Sarita: Understands the problem and a similar issue came up with LEGOs regarding pressure ulcer. She anticipates we'll have the same type of issue for the KNARTs. Keith: Yes. (Missed the rest of what he said but he mentioned observable entity.)
Joey: A panel can contain individual information that is standalone, such as a BP panel that contains two independent observations (i.e., systolic and diastolic BP) that are collected together but put into a panel. Another example is the CHEM 20 that are all different lab tests but stored up at the panel level, like specimen. In the wound example, if this something that could be stated, it could stand alone and we could model it and have a wound panel and everything you could state about the wound would go into it. For example, the location of the wound would be at the panel level. Keith: If you do that, you don't have to make the distinction of what is indivisible and what is divisible. Gave an example of a fistula and tunneling that is the same phenomenon but is it really associated with a wound?
Claude: Two things: 1) Depending on the approach we take for the ANF, we have to make sure we can go back to the CIF and vice versa. 2) Of course we could do the panel approach that Joey described. You would include attributes and presence/absence but it has some problems. The panel is a convenience for grouping purposes but when you do it, the idea is that each component of the panel but, in the case of wound, the problem is now you can no longer interpret the wound edge independent of the wound and that is an important distinction. In the ANF, we need to somehow say it's related to this finding and you need to be able to go back, especially in the case of the CIF. This is especially critical for the component. Instead of the independent object, you could have a table where each row has a primary key. (Missed the rest of what he said.)

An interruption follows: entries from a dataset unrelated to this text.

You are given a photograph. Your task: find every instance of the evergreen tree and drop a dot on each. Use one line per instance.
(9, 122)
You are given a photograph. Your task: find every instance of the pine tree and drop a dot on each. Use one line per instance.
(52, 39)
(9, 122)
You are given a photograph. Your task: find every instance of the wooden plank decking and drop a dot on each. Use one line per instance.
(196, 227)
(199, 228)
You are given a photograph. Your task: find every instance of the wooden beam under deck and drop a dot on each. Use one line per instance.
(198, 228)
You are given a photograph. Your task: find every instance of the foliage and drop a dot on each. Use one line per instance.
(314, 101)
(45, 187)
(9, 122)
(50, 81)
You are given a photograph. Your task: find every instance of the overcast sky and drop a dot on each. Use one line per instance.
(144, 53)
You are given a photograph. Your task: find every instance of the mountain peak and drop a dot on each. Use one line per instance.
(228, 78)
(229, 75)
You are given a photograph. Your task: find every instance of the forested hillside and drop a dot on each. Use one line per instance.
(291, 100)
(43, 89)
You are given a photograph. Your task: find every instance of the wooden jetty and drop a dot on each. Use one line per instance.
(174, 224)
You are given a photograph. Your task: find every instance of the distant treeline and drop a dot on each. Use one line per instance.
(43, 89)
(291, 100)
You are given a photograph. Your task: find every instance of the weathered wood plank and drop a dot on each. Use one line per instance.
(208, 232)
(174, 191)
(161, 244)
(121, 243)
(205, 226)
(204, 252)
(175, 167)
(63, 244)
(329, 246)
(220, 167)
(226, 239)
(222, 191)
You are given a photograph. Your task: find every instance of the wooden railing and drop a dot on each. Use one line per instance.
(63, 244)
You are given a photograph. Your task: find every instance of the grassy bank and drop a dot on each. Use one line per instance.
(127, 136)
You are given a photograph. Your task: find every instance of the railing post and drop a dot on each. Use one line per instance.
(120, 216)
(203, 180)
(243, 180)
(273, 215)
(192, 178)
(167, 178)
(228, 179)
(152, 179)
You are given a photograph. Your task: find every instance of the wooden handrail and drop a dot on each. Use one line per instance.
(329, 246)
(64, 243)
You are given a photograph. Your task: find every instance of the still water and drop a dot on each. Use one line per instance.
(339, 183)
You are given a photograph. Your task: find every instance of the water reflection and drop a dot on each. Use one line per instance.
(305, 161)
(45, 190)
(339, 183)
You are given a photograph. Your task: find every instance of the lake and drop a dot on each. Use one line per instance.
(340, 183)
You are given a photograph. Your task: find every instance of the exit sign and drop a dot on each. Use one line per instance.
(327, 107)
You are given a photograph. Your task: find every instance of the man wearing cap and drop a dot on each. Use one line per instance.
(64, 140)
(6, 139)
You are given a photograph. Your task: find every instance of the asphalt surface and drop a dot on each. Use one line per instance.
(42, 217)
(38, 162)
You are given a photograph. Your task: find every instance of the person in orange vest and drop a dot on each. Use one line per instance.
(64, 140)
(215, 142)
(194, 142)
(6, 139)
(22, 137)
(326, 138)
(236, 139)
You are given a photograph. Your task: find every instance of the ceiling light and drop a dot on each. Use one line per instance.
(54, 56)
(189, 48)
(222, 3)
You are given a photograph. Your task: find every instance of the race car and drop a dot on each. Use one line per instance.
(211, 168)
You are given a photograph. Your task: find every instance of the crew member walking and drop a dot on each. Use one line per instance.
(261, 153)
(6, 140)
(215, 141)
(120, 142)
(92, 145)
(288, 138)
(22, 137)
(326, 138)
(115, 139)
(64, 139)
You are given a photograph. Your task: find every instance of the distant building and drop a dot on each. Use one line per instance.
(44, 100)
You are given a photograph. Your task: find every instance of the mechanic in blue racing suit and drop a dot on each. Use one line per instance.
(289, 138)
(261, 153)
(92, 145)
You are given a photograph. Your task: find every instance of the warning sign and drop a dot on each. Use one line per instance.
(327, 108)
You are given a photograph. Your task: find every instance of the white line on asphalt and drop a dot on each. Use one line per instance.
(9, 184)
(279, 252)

Keith: He wants to circle back to an assignment and if we go with the independent/dependent and we pass the sniff test for the panel idea, he wants to create a pros and cons sheets. A start is shown below. He would like for us to complete this. This could feed into reproducibility criteria.
Panel
Ability to independently represent present, absent, and unknown? Yes
Dependent
Ability to independently represent present, absent, and unknown? ?

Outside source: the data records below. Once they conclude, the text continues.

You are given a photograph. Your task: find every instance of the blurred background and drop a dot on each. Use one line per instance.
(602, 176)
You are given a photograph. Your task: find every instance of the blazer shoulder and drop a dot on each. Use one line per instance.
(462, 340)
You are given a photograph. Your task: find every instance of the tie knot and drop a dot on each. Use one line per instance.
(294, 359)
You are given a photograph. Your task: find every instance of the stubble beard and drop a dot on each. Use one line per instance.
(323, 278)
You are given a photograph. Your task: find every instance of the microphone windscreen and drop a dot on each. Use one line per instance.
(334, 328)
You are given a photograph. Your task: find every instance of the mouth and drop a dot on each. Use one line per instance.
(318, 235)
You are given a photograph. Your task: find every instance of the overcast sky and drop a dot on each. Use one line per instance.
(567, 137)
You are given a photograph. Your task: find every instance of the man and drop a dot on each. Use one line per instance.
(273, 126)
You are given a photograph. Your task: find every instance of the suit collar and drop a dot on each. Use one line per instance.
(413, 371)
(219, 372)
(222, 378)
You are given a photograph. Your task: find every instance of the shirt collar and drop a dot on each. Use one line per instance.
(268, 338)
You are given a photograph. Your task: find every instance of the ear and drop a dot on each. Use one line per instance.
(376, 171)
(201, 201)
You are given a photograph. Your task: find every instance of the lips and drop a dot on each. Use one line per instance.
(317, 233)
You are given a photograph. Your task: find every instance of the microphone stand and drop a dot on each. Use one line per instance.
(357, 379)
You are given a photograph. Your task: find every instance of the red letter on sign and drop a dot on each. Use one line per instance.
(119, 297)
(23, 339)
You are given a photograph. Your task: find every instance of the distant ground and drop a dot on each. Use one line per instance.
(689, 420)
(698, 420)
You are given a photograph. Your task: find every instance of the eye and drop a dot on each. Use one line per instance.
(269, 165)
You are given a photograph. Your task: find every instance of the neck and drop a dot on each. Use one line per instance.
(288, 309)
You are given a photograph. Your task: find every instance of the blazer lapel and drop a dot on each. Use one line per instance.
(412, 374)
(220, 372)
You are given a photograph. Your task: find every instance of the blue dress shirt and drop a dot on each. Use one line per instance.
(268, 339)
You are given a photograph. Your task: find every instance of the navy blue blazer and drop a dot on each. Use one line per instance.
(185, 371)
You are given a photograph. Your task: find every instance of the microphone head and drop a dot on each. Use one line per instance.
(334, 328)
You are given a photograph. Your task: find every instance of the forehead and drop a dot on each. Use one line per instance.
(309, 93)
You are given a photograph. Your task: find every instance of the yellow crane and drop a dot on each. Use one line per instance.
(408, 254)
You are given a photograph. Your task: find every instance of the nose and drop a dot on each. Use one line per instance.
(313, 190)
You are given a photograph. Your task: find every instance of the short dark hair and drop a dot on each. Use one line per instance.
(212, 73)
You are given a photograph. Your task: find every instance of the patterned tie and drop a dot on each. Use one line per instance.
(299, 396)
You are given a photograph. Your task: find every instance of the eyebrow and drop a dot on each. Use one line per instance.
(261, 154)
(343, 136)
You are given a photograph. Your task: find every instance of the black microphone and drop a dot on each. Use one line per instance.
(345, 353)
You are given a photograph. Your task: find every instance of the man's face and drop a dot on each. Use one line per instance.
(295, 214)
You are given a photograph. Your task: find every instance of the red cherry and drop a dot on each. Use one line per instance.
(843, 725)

Claude: He has a request for Sarita. We could take one of these paneling examples and see how we could think about in the ANF. In the CIF, we have a strawman. We can specify something is in the context of something else. For example, a wound is present but tunneling is absent. Keith: Asked Claude to take a stab at the pros/cons matrix. He may need assistance from the terminologists. Sarita: Said she can assist with this effort. Keith: It could be that you can't lump everything you want to say about the ANF. With the ANF, there is only one value statement, such as 1, present, absent, etc. If you want to say "I don't know if wound tunneling was present for whatever reason," that is un-representable to have one single finding, where part of it is known and the other part is unknown. To be able to associate findings, such as I know the wound's height but not its width, it becomes more like a panel. He is fairly confident we can represent this in a panel form. What do uber observations give us, what is the value? If CIMI wants to have an impact on FHIR and FHIR is skeptical with CIMI, we have to make a strong case. He knows there is complexity here that we have to be cognizant of and we have to do analysis so we know what we're getting into. Every piece of structure we want to add costs money and complexity.
Action items
Stephanie Klepacki: Change the separate recurring Monday calls from Skype to Ring Central.